One open breaker per RCP TS Table 3.3.1-1 identifies one channel per RCP. If this channel is lost, then the associated TS function is lost.

Should the proposed TS change be in to Insert RICT Note 2?

3.3.1.P (14) (b) Turbine Stop Valve Closur Two of two channels A design success criteria of two of two seems like a loss of TS function if one is out.

Since Condition P applies to other functions, should the proposed TS change be in to Insert RICT Note 2?

3.3.1.U (18) Reactor Trip Breaker Undervoltage and Shunt Trip Mechanisms One trip mechanism per RTB Needs some discussion to understand.

3.3.2.B (6f) Auxiliary Feedwater-Trip of Both Main Feedwater Pumps Two of two channels per MFW Pump Need explanation of logical arrangement (e.g., voting) of channels.
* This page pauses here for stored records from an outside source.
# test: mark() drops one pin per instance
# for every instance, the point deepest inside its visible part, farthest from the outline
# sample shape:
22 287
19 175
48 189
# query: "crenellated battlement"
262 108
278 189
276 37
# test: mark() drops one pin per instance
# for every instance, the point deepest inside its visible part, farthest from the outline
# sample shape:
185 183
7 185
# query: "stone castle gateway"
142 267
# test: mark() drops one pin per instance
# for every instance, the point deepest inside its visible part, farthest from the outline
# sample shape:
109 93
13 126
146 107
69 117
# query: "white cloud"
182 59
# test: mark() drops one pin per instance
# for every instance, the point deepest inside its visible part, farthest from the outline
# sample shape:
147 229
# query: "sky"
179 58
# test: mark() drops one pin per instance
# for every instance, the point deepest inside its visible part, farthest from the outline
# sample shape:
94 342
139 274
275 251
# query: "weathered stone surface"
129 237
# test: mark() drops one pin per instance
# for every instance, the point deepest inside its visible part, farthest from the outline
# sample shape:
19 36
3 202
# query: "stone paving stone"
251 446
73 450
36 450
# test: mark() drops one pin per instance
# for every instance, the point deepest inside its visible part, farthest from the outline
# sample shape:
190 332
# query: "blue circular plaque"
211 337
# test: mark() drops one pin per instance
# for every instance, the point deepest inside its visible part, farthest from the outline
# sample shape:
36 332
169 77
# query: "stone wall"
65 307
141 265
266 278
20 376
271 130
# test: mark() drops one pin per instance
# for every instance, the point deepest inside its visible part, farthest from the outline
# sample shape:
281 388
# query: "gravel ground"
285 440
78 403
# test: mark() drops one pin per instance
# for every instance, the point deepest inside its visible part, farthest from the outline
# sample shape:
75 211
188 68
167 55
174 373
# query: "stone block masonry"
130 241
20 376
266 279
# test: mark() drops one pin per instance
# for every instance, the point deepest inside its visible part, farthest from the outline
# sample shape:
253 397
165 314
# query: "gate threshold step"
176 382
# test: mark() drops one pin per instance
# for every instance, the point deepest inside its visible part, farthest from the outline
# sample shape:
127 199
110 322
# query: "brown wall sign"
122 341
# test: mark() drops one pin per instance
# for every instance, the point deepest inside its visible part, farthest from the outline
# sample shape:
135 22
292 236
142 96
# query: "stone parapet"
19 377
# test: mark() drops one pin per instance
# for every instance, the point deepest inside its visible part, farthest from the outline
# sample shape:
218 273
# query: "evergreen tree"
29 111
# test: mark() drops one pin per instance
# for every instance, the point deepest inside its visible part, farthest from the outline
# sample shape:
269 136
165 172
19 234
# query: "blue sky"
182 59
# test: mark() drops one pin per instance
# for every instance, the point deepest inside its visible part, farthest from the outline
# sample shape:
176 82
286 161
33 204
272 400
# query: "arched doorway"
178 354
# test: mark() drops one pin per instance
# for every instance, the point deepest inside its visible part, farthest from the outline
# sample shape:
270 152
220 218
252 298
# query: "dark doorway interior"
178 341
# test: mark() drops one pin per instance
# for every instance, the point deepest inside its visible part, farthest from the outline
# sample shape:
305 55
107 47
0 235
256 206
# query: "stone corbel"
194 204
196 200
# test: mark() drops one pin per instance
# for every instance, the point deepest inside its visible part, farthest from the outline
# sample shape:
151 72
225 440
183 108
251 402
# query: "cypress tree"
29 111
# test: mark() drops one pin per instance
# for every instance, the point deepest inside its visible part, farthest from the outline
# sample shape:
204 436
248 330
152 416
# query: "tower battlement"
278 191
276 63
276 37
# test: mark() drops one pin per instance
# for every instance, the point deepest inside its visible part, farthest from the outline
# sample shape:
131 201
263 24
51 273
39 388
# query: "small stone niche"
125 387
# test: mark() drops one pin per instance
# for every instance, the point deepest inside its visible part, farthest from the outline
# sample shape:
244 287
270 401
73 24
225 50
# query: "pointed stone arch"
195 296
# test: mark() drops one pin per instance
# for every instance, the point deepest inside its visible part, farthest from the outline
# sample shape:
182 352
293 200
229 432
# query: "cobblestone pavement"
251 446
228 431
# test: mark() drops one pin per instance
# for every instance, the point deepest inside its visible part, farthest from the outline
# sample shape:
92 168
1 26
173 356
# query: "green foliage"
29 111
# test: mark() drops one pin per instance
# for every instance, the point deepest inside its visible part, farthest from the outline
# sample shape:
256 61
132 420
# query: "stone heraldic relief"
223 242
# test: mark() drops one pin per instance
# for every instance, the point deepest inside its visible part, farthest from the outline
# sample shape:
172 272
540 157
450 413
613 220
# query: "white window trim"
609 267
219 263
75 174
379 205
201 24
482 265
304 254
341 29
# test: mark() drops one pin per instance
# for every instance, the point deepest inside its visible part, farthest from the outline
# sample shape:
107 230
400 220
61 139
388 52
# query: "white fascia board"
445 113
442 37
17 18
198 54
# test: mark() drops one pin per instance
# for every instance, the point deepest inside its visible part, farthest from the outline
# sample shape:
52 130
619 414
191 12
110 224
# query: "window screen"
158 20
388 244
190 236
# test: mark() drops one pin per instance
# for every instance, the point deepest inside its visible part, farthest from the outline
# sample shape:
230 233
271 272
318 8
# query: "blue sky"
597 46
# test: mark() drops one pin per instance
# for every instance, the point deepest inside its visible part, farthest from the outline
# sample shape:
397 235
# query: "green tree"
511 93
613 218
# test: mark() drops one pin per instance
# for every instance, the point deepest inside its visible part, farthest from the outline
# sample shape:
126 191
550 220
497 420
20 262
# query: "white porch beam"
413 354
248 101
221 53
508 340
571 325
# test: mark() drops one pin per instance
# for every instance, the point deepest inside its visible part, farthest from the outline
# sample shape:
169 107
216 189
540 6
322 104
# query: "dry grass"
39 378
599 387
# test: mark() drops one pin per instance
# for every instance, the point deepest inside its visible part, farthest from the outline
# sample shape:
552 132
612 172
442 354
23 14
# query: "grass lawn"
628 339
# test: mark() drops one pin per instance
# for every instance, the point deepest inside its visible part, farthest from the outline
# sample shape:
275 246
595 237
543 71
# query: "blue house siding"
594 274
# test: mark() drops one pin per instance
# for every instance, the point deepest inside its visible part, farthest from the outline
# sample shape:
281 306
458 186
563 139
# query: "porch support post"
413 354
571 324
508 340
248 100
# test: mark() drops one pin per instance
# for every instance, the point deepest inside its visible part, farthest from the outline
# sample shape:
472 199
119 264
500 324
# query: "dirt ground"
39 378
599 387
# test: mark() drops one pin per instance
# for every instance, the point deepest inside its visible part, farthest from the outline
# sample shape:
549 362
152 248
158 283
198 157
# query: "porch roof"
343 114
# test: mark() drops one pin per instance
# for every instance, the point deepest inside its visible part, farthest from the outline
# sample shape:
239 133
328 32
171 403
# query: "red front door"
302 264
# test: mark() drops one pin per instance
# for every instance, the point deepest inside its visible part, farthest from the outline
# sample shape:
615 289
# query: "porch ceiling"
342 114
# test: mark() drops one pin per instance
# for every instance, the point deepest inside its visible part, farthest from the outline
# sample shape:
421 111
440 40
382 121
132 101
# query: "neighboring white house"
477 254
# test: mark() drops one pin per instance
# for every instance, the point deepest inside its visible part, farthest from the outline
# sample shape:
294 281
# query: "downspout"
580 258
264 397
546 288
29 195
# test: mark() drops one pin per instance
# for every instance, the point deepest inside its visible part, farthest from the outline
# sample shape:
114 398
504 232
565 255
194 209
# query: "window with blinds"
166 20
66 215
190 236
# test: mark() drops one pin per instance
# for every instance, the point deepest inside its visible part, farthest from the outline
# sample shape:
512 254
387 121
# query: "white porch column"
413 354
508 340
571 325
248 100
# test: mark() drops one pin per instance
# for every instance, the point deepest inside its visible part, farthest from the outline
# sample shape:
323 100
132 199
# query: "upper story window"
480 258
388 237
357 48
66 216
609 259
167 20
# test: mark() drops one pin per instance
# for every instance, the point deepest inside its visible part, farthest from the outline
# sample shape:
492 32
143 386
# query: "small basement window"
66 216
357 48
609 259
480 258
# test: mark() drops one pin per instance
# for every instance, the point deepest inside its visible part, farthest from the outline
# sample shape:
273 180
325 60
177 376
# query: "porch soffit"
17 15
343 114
3.3.2.H Containment Spray; (2a) Manual Initiation (2a) Two of two pushbuttons A design success criteria of two of two seems like a loss of TS function if one is out.

Since Condition H applies to other functions, should the proposed TS change be in to

Insert RICT Note 2?

The TS Bases state: The operator can initiate CS at any time from the control room by simultaneously depressing two CS actuation pushbuttonsthe inoperability of either pushbutton fails both trains of manual initiation.

3.3.5.A Containment Radiation Signal from either of 2 channels:

Gaseous: one of one channel Particulate:

one of one channel A design success criteria of one of one seems like a loss of TS function if one is out.

Should the proposed TS change be in to Insert RICT Note 2?

The TS Bases state: Two containment radiation monitoring channels are provided as input to the containment ventilation isolation. The two radiation detectors are of different types:

gaseous (R-12), and particulate (R-11). Both detectors will respond to most events that release radiation to containment.

However, analyses have not been conducted to demonstrate that all credible events will be detected by more than one monitor. Therefore, for the purposes of this LCO the two channels are not considered redundant. Instead, they are treated as two one-out-of-one Functions.

EICB Question 03: 7-3 LAR Attachment 1, page 3 pf 6 states:

TS 3.3.5.A.1-One rad monitor inoperable. Per UFSAR Section 6.2.4.3, there is no loss of function if R-11 or R-12 become inoperable. These radiation monitors actuate Containment Ventilation Isolation (CVI), for the mini-purge valves. CVI serves as a backup to the Containment Isolation (CI) signal, and is not specifically credited in the accident analysis.

This is a TS loss of function. If the function is in the TS, it does not matter whether the function is credited in the accident analysis. Generally. if a function is not credited in the accident analysis, then the loss of the function is most likely a reduction in defense-in-depth.